'Nod to Pay' App Lets Google Glass Wearers Spend Bitcoin

Startup Eaze has released a beta of its innovative payments app that lets you send bitcoin with a nod.

May 16, 2014 at 12:53 p.m. UTC
Updated Sep 11, 2021 at 10:46 a.m. UTC

Startup Eaze has released the public beta of its innovative bitcoin payments app designed for wearable technology.

Nod to Pay was designed for Google Glass and an early public beta is now available for download directly from the developer.

The app currently supports bitcoin wallets from Blockchain and Coinbase, and Eaze says it plans to add support for other wallets in the future.

OK Glass, make a payment

Due to the unique Google Glass user interface, Nod to Pay is somewhat different to set up than your average smartphone payments app, and sending bitcoin involves a bit more than a simple nod of the head, too.
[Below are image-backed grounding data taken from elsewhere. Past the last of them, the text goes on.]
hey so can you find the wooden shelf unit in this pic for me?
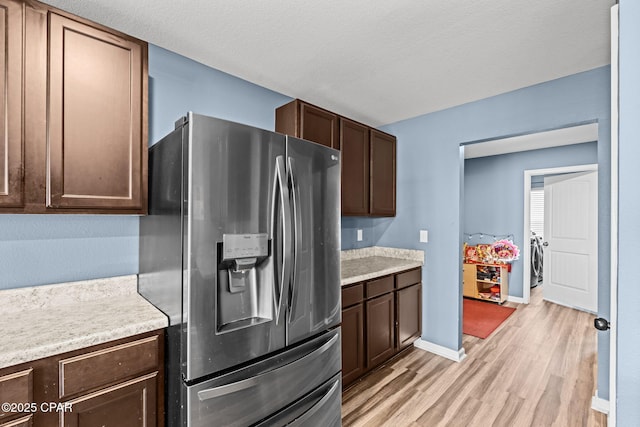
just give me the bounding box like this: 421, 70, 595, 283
463, 262, 509, 304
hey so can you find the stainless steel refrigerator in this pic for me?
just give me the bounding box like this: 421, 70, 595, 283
139, 113, 342, 426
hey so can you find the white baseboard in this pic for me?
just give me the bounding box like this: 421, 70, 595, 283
591, 391, 610, 414
507, 295, 526, 304
413, 338, 467, 363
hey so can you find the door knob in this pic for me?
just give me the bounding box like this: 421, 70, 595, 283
542, 242, 549, 247
594, 318, 610, 331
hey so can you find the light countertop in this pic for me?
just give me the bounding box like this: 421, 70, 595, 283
0, 248, 422, 368
0, 275, 168, 369
341, 246, 424, 286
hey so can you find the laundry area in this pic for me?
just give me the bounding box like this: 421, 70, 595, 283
529, 186, 545, 289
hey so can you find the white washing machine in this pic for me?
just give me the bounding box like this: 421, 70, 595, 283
530, 232, 544, 287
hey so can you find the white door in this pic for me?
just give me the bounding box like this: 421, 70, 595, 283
543, 170, 598, 312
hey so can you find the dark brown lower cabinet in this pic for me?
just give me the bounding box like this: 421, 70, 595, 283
396, 284, 422, 350
62, 373, 157, 427
341, 267, 422, 389
0, 415, 32, 427
341, 304, 365, 387
366, 293, 395, 368
0, 330, 163, 427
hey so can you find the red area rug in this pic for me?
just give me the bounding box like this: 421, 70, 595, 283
463, 298, 516, 339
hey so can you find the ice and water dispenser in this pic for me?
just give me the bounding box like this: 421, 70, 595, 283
217, 233, 271, 333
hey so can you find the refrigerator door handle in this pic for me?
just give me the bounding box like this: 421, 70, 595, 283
274, 156, 293, 324
196, 332, 339, 401
287, 156, 302, 319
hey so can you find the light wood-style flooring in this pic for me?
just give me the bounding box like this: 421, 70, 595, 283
342, 286, 607, 427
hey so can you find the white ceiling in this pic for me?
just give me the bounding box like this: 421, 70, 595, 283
41, 0, 614, 127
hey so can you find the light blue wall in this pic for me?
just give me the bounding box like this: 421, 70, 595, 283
463, 142, 598, 299
0, 216, 138, 289
341, 217, 394, 250
0, 45, 290, 290
345, 66, 611, 398
616, 1, 640, 423
148, 45, 290, 145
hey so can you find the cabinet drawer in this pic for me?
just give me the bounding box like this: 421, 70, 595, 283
59, 335, 159, 399
342, 284, 363, 308
365, 276, 394, 299
396, 268, 421, 289
0, 369, 33, 419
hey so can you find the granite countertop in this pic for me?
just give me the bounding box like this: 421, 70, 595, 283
341, 246, 424, 286
0, 275, 168, 369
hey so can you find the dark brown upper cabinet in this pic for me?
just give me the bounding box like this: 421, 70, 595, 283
0, 0, 24, 209
0, 0, 148, 214
276, 99, 396, 217
340, 118, 369, 215
370, 129, 396, 216
275, 99, 338, 149
47, 12, 147, 212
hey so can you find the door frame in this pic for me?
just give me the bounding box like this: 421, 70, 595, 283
522, 163, 598, 304
606, 4, 618, 424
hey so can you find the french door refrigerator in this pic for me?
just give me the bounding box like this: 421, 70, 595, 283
139, 113, 342, 426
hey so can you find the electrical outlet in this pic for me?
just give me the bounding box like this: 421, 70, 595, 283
420, 229, 428, 243
357, 229, 363, 241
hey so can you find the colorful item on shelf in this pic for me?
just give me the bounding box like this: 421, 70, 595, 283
463, 243, 493, 263
463, 243, 479, 263
476, 244, 493, 263
464, 239, 520, 264
491, 239, 520, 262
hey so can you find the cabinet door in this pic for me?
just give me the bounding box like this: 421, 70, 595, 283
341, 303, 365, 388
462, 263, 477, 298
0, 0, 23, 208
0, 368, 32, 423
499, 265, 509, 303
369, 130, 396, 216
340, 118, 369, 215
299, 102, 338, 149
61, 373, 157, 427
396, 283, 422, 350
0, 415, 32, 427
47, 13, 147, 212
366, 292, 395, 369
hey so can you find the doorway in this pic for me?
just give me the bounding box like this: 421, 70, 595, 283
460, 124, 605, 416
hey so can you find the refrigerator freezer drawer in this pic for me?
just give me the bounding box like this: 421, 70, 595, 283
186, 328, 341, 427
255, 373, 341, 427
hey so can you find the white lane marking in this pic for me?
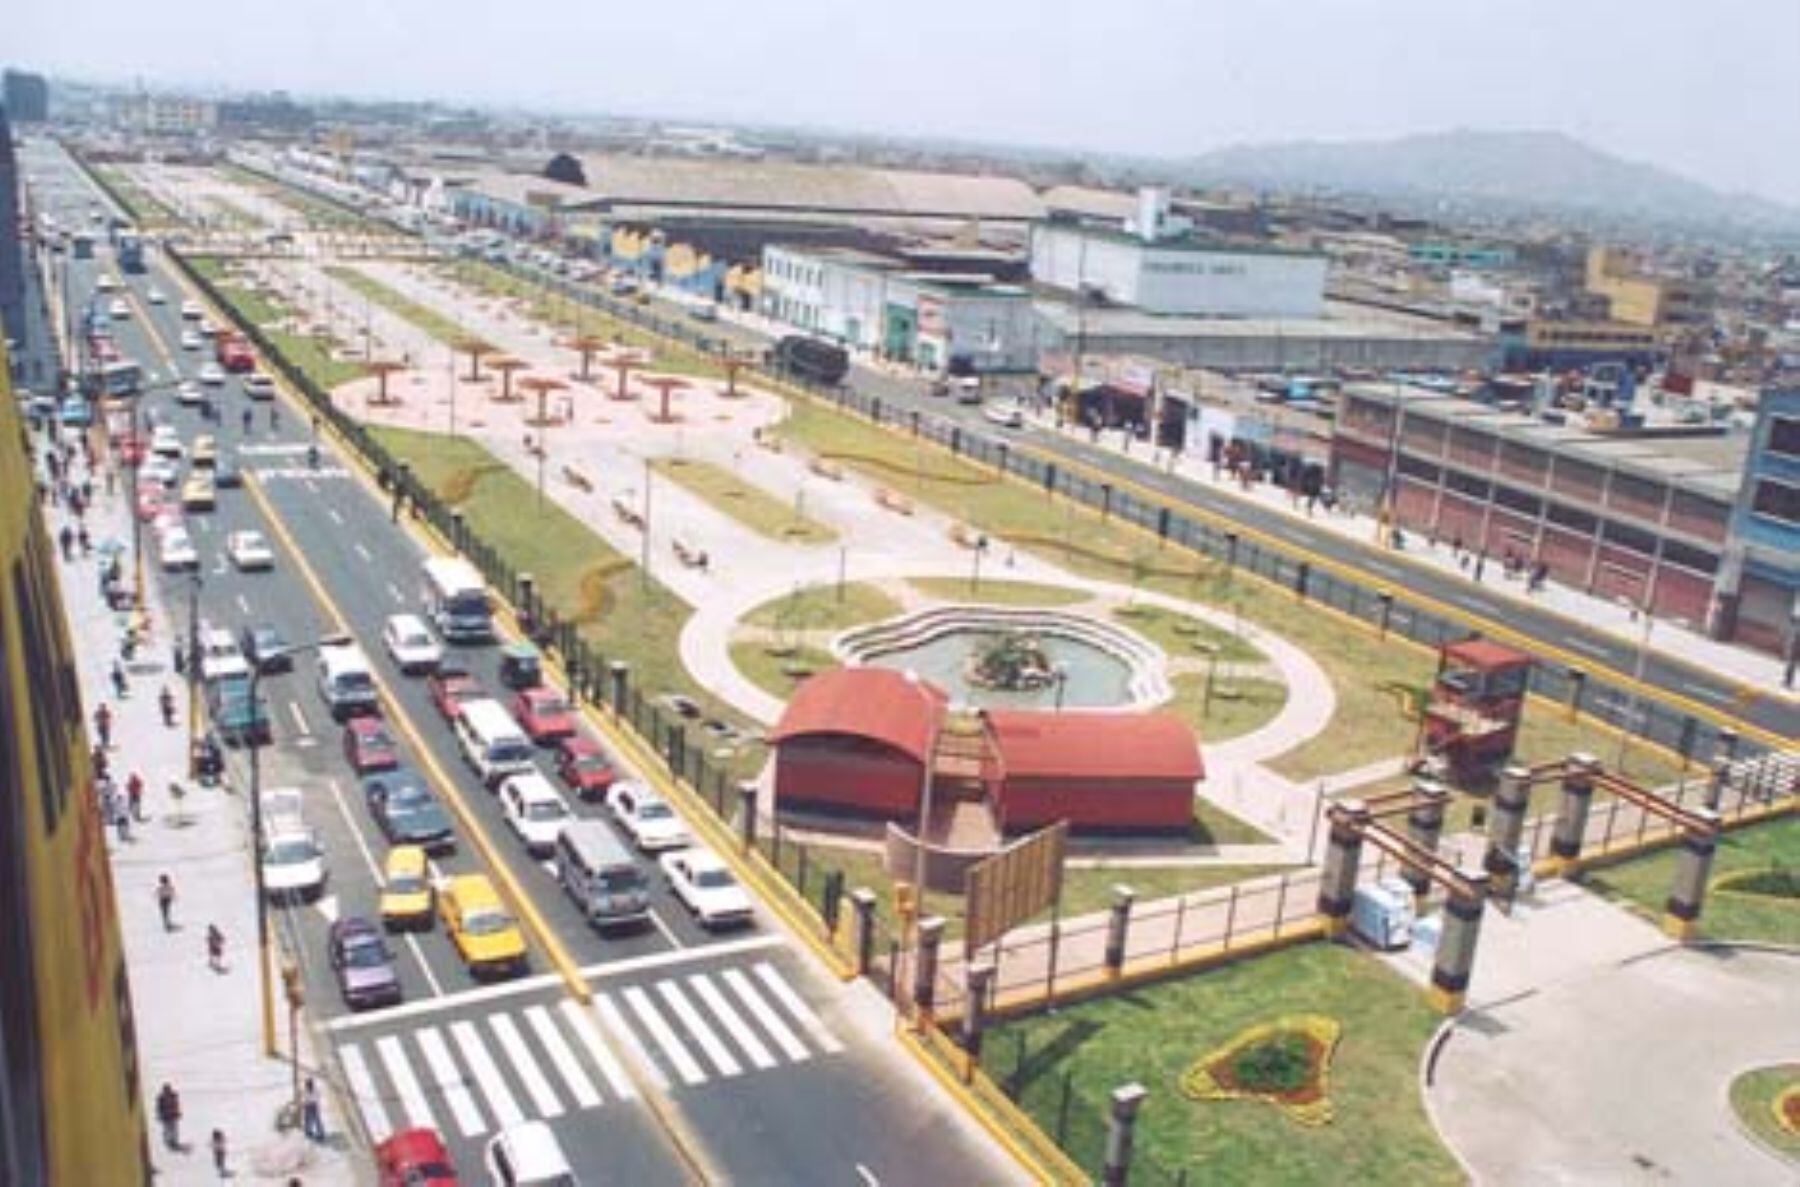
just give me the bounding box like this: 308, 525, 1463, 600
489, 1013, 564, 1119
337, 1044, 392, 1139
656, 980, 742, 1078
328, 507, 345, 525
594, 993, 668, 1092
375, 1035, 436, 1131
526, 1005, 601, 1109
720, 968, 809, 1063
648, 907, 686, 950
754, 962, 845, 1055
288, 701, 310, 735
312, 894, 340, 924
387, 582, 406, 604
355, 542, 373, 562
622, 986, 707, 1086
1564, 636, 1612, 658
1681, 681, 1733, 704
560, 1000, 636, 1101
235, 593, 250, 614
415, 1025, 486, 1138
687, 973, 775, 1070
856, 1166, 880, 1187
450, 1019, 525, 1129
Initially, users must link their existing wallets by scanning a QR code.

Then, to use the voice-activated app, the user needs to say “OK Glass, make a payment.” At which point, the device scans the QR code of any point-of-sale (POS) application and displays the details on the Glass display.

The next step is the nod. Nods, in fact, as the user needs to tilt the head twice to send the payment.

Due to the novel way transactions are confirmed, Eaze plans to implement an additional security level: simply, a spending limit will be set, above which PIN authentication is required.

Wearable innovation

Eaze says Nod to Pay offers a "truly handsfree" payment solution.

“We are proud to be the first to bring a global payment solution to Google Glass. After our announcement of Nod To Pay in February, we worked hard to make our product available to the public,” said Eaze co-founder Rutger van Zuidam, adding:

“With the integration of Coinbase and Blockchain.info we have also answered to the request of the market by building not yet another wallet but by making existing wallets available on Glass.”

Although the concept has been around since 2012, it was only this week that Google finally started selling Glass to the general public. At $1,500 the price seems rather steep, but it's worth bearing in mind that Glass was conceived as an elaborate tech demo rather than an actual consumer product – Google’s way of fostering innovation in the emerging wearables market.

A number of developers used the opportunity to come up with new concepts and ports of existing services to this unique form factor. A team of New York-based developers introduced the first Google Glass payment app last year, but GlassPay was designed specifically for use in bricks-and-mortar stores.

Like them or not, wearables are coming, and many developers are experimenting with a wide range of different applications, including digital wallets for smart watches and smart glasses.

With the launch of Android Wear and the latest Google Wallet update, development efforts in this niche are starting to pick up, albeit slowly.